Burning, 2018.
Directed by Lee Chang-dong.
Starring Yoo Ah-in, Jeon Jong-seo, and Steven Yeun.
SYNOPSIS:
Deliveryman Jong-su is out on a job when he runs into Hae-mi, a girl who once lived in his neighbourhood. She asks if he’d mind looking after her cat while she’s away on a trip to Africa. On her return she introduces Jong-su to an enigmatic young man named Ben who she met during her trip. And one day Ben tells Jong-su about his most unusual hobby.
Lee Chang-dong’s (Poetry) first film in eight years is most definitely worth the wait, a haunting mystery drama that slowly burrows its way under the viewer’s skin and is likely to remain there for days. Bar a few indulgent excesses, Burning lithely contorts a seemingly conventional premise into something refreshingly, daringly unique.
Indeed, the face of this story is one we’ve seen hundreds of times before in Hollywood cinema; a young man, Jong-su (Yoo Ah-in), is reunited with his childhood crush Hae-mi (Jeon Jong-seo), but after she returns from a trip to Africa, she brings with her a handsome, charming new boyfriend, Ben (Steven Yeun), making Jong-su feel very much the third wheel.
Lee deserves an enormous amount of credit here for not playing his hand too early or feeling pressure to tip audiences off as to what his film really is. An amorphous project in many respects, Burning begins as a simple romantic character drama, but over the course of its 148-minute run-time, the seemingly innocent love triangle begins to teeter towards something more sinister and unsettling.
It’d be rude to say anything more about the plot, so let’s leave it there. Lee’s terse, unsentimental directorial approach helps keep the tone ambiguous until he wants to commit to the “turn” later on, but what really makes the movie is its trio of outstanding naturalistic performances.
Yoo Ah-in’s nervy performance will feel almost uncomfortably authentic to any man who’s ever been an awkward teenager, and Yoo does a marvellous job complimenting the subtlety of Lee’s direction with an equally restrained, even guarded performance.
Jeon’s Hae-mi is, meanwhile, his effervescent counter-point, a thoroughly charming young woman around who the movie’s central mystery resides. Again, Lee keeps key details in the shadows, yet rather than frustrate, it only heightens the intrigue. But when we speak of intrigue, nobody in Burning will muster greater viewer attention than The Walking Dead‘s Steven Yeun, whose carefully calibrated turn here completes the trifecta of uncertainty; we know his Ben is cool and confident, but does this mask a horrifying darkness hiding below the surface?

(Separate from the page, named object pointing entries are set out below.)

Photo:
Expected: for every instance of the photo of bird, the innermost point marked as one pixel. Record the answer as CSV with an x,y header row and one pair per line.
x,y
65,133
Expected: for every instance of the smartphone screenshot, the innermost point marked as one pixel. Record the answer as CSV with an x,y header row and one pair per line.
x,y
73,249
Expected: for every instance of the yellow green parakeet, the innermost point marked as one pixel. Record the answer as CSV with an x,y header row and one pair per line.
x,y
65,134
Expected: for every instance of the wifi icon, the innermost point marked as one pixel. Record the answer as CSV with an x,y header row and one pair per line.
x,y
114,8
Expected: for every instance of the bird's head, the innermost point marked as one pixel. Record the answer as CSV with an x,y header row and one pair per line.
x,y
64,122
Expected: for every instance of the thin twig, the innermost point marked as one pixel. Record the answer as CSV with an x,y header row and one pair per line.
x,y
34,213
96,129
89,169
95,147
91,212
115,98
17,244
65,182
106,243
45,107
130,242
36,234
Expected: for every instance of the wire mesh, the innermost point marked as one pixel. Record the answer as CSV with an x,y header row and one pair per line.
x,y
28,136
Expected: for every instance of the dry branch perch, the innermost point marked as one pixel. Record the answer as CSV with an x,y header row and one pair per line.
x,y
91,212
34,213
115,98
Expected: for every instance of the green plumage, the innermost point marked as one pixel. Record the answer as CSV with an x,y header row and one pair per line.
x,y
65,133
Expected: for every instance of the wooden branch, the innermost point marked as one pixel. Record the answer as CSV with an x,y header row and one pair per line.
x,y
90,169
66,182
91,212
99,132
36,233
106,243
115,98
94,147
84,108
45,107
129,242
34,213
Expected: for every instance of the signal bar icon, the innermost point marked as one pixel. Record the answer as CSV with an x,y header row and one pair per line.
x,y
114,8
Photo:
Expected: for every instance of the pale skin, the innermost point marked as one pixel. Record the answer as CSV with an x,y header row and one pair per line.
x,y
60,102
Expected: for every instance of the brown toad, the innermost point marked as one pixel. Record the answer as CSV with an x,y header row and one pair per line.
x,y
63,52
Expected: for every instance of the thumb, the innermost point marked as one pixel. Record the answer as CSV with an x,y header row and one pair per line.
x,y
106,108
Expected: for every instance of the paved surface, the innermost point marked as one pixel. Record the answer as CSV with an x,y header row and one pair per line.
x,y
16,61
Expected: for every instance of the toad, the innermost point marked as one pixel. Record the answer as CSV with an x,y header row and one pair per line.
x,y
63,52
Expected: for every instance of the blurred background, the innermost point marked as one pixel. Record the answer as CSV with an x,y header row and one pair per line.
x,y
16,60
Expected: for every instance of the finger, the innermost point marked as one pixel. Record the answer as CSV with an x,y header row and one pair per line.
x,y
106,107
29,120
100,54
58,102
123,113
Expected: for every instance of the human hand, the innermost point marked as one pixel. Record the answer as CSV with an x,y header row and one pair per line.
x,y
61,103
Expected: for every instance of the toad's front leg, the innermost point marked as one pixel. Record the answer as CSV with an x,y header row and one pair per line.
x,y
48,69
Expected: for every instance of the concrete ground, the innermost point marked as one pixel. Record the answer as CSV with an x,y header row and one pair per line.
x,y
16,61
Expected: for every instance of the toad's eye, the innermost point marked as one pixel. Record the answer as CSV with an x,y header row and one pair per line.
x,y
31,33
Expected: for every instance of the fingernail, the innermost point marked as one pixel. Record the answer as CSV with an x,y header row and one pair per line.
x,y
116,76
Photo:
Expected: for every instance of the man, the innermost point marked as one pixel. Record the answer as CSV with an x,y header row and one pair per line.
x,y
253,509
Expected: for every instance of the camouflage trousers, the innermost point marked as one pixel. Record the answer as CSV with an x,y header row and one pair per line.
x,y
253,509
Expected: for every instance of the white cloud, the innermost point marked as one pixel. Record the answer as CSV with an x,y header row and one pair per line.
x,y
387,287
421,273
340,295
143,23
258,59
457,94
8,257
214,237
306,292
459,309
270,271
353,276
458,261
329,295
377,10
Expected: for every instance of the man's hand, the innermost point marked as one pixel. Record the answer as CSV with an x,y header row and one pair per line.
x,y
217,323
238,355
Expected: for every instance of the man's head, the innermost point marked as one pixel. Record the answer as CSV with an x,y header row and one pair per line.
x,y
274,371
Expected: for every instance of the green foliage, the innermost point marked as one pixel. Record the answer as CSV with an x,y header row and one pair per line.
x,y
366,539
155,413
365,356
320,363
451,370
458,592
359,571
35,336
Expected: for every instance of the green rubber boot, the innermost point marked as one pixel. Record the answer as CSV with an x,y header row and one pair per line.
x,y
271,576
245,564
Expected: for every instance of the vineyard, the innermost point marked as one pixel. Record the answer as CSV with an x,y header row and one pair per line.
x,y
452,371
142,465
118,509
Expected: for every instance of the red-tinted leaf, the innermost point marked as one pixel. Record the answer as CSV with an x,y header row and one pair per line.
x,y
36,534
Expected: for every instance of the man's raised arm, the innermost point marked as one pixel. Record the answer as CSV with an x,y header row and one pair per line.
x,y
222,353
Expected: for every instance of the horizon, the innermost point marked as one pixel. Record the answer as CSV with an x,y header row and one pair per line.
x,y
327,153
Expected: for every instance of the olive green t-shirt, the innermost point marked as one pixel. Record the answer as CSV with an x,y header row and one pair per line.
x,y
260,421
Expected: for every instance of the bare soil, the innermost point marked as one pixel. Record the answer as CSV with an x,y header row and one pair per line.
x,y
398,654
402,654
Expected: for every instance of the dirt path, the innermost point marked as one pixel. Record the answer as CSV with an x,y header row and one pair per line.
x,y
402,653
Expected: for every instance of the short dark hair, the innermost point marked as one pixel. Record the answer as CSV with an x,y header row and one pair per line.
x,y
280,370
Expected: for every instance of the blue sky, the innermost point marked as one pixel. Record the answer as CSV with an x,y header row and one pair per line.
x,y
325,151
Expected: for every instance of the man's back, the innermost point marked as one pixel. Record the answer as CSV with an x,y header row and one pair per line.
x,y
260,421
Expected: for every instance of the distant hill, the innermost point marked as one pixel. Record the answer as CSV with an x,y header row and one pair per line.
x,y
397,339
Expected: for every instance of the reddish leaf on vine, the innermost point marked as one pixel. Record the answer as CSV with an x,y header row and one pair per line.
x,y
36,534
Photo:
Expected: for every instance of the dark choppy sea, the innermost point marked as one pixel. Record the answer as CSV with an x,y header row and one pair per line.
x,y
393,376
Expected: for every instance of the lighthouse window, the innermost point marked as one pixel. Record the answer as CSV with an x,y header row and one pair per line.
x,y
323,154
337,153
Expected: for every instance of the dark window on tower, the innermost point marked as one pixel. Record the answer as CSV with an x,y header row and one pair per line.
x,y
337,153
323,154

Each of the three leads is lingered on with wonderful long takes which emphasise their loaded facial expressions, inviting the audience to interpret and analyse every blank stare, pained laugh and sad glance across the horizon. Rather than unfurl the nature of the movie’s mystery through expository dialogue or intense incident, many of the film’s most revelatory moments are simple, quiet close-ups of a character’s face while the cogs are clearly turning.
And even with all this heaviness, Burning isn’t a strictly miserable or aggressively self-serious film; there is humour found in surprising places and some wonderfully authentic awkwardness – especially an early sex scene. It’s only at around the half-way mark that the more uneasy aspects of the plot begin their slow-creep, quite possibly sneaking right up on the viewer as they do so. Quite honestly, I’d recommend you read as little as possible about the movie’s narrative before watching it; I did the same, and the experience benefited immeasurably from it.
This is also a ravishingly-produced film from a technical perspective; Hong Kyung-pyo’s cinematography is beautiful both in its more uniform moments and especially its showier sequences, most memorably a gorgeous scene in which a topless Hae-mi dances before the setting sun.
The lensing is equally effective at building a more sinister tenor later in the movie, taking fantastic advantage of the sprawling urban locale surrounding Jong-su’s home for all it’s worth. This is all accentuated by a punchy musical score from Mowg, whose string and drum motifs punctuate the drama without overpowering it.
Burning is a political film to some extent, making numerous reference to rampant unemployment in South Korea, the credit card debt epidemic afflicting young people in the country and the blatant fact that Jong-su lives right next to the North Korean border. You can argue that director Lee arguably plays things a little too broad with a lingering image of Donald Trump visible on a TV screen for a moment, but at least it’s a one-off that’s forgotten fairly easily.
Undeniably holding the film back from grander plaudits, however, is its epic yet not entirely justified run-time. Though lengthy dialogue-free sections of the movie help build atmosphere and suspense, a subplot involving Jong-su’s father going on trial for a violent attack could basically be cut entirely without much affecting the end result. The film would be all the better with 20-ish minutes cleaved away, but the overwhelming power of Lee’s vision is stunted only so much by his lack of editorial restraint.
Burning is an evocative and difficult-to-shake film that overcomes its bloated run-time with a trio of immaculate performances.